In the new year, after the US election, I am reminded of the dangers of over-research while I prepared to do a piece on sustainability financing. What follows is still part of the discussion today, as are business-based principles which hopefully will still hold true in future.
For sustainability to count in business we need two things, over what I would call the moral impulse to do so, which is an imperative if we want to avoid unwittingly stepping into a Mad Max future:
With these basic pieces in place, creative destruction takes place, and the best solutions win.
For the context of sustainability, we need a slight but important modification as the end-goal in this case is to create systems that contribute to prosperity in perpetuity or as long as needed, as a simplified but essential statement.
This implies a rethinking of existing business practices and a new framework in future, starting at the base with more holistic accounting methods. This and the SDGs have been the stated vision for a while, and so, the question is how does sustainability get financed today?
I prefer to detail mechanisms only here, rather than the underlying strategies to get to sustainability, as these diverge for almost everyone, with everything from Net Zero to Nature Positive et al. Another disclaimer: An open question is whether markets such as we know them today are truly free, rather than structurally driven to reflect ideology, rewarding cronyism and dumping externalities.
Let us look at the major “styles” of pathways out there today, and how these can make markets evolve in the long term.
We can start by describing how a firm or a person decides to spend capital to reach a certain outcome under some risk.
Rather obviously, the frequently decisive factor is one of a financial return, capturing value created from the spent capital. Discount rates allow comparison between different projects in different times, and the risk factor weighs attractiveness within the same time periods.
These choices respond to market conditions. Entrepreneurs, the recipient of capital, by definition have ideas that lead them to attempt to value-capture within those market conditions. So while their success can shift entire market structures (eg by being disruptive, cheaper, faster than the existing solution) this is rare for sheer technical improvements, and can be hard to predict ex-ante without a strong conviction or some asymmetric info, or a long enough horizon so that financial return can be deferred. Competition is often not far behind, making any ascendancy short-lived.
Another area of ongoing interest in is that of contracting ahead to reach desired outcomes, thus linking financial reward with the broad benefits identified by the contractor, in the best of cases reshaping markets to take on sustainable dynamics that were otherwise out of reach in the short term. Impact Investing is fairly well-known, but the challenge is to have the discipline of a credible model for the expected benefits.
Another big bucket is the practice of lending money with a comparatively tighter scope than investing as above. This includes green bonds that finance a specific project, such as green infrastructure, with a “risk-free” fixed payout. The commitment involved limits this mainly to institutions with the influence and resources to make such an arrangement attractive for the bonded, and investors willing to forgo potentially higher returns elsewhere.

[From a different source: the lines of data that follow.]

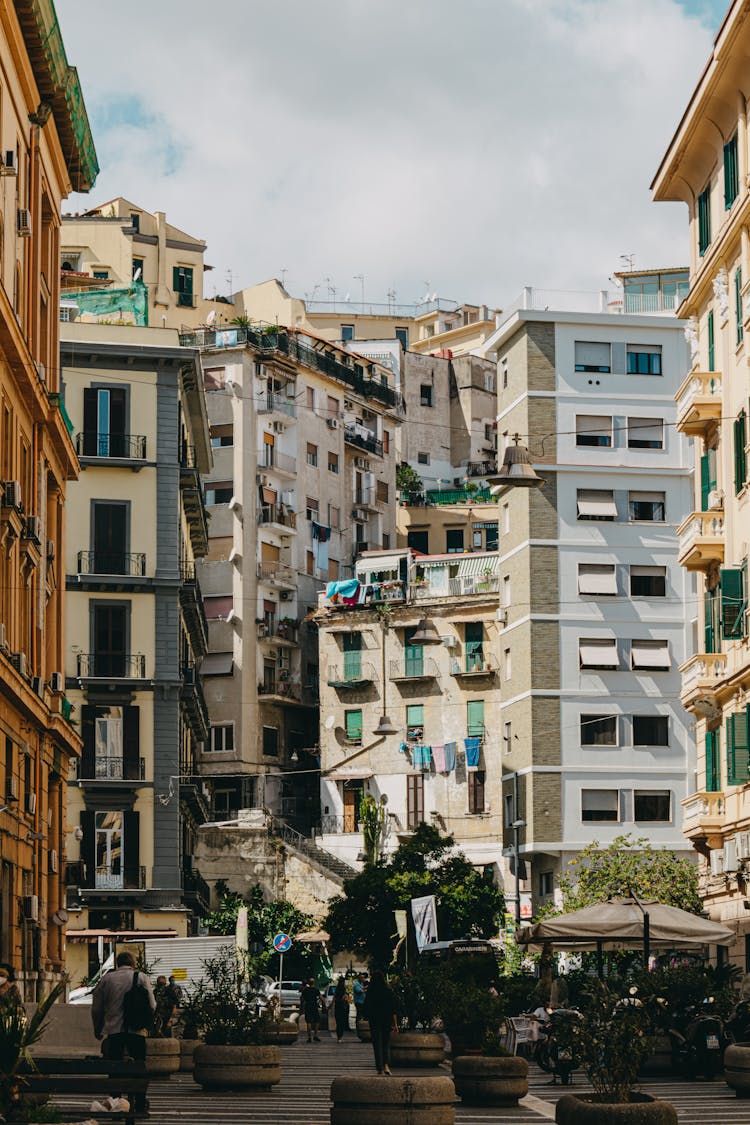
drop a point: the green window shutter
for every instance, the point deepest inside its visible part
(713, 762)
(475, 718)
(733, 603)
(737, 748)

One entity able to do development at greater scale than the individual and more ideologically than the private sector is Government, building in objectives that go from electoralism, societal or geopolitical ends.

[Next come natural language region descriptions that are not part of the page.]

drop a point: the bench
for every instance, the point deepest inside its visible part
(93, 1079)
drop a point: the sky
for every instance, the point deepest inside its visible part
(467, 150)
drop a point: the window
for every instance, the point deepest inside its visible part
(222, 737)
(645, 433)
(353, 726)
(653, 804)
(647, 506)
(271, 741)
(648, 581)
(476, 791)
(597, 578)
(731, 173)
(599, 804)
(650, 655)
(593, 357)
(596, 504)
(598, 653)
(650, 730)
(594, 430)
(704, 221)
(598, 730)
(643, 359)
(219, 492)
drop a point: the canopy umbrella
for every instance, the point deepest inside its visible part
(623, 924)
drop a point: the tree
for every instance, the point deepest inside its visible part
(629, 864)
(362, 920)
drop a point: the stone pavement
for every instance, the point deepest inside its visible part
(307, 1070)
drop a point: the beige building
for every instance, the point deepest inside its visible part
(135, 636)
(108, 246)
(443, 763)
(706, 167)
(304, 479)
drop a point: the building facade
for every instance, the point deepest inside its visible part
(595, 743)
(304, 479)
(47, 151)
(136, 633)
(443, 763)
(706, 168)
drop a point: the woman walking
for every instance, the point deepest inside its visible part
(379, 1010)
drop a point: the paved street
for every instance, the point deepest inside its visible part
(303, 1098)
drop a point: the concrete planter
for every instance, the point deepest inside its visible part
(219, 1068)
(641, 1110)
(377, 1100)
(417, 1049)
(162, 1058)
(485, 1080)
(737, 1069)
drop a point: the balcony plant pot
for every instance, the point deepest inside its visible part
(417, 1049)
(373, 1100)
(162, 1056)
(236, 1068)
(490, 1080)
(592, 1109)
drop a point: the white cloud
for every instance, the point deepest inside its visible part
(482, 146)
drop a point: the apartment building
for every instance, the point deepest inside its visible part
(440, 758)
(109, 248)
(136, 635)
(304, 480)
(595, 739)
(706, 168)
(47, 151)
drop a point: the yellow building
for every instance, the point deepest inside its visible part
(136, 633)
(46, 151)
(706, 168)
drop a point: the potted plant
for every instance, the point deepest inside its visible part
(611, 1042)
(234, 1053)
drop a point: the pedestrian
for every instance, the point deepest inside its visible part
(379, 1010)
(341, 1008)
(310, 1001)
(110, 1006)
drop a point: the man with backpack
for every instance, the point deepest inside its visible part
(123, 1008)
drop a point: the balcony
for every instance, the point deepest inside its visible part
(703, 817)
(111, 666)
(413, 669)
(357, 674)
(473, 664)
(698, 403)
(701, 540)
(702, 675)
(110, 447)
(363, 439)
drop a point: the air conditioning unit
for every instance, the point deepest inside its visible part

Europe has the Green Deal, and as of now, the Environmental Protection Agency (EPA) in the U.S. gives grants for projects that help advance policy and/or scientific objectives, such as greenhouse gas (GHG) reduction, destined to create the foundations of new greener approaches. On first impression, it seems onerous for grantees to apply for, with many bureaucratic guardrails and reporting requirements that gum up the disbursement of what is ultimately the taxpayer’s money.

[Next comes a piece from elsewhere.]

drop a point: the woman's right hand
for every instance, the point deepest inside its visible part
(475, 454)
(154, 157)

Given the upcoming U.S. political transition, a change in approach looks all but certain, regardless of the soundness of the investments made so far. This also means that the Environmental, Social and Governance (ESG) metrics reported by the private sector, already putting some in a state of knee-jerk revulsion at the mention of the acronym, are eventually likely to be comprehensively rejected on principle, which is unfortunate.
While this is a setback for transparency and auditability, it’s also a chance to repackage those important dimensions into a more tangible expression of value; as an added benefit, the more rigorous the definition is, the more greenwashing abuses are harder to conceal within corporate ambiguity or imperfect financial accounting.
This would be more the approach of Carbon Collective, which uses “traditional” retail investing, with its established systems of valuation and market, with the stated ulterior motive of driving green shareholder activism.
Here I wanted to list out the possible ways that projects designed to follow sustainable principles can be supported at the outset, despite barriers including possible lower financial returns and ongoing institutional changes. For the long term, science gives an indication where we are headed, and therein lies what will eventually matter.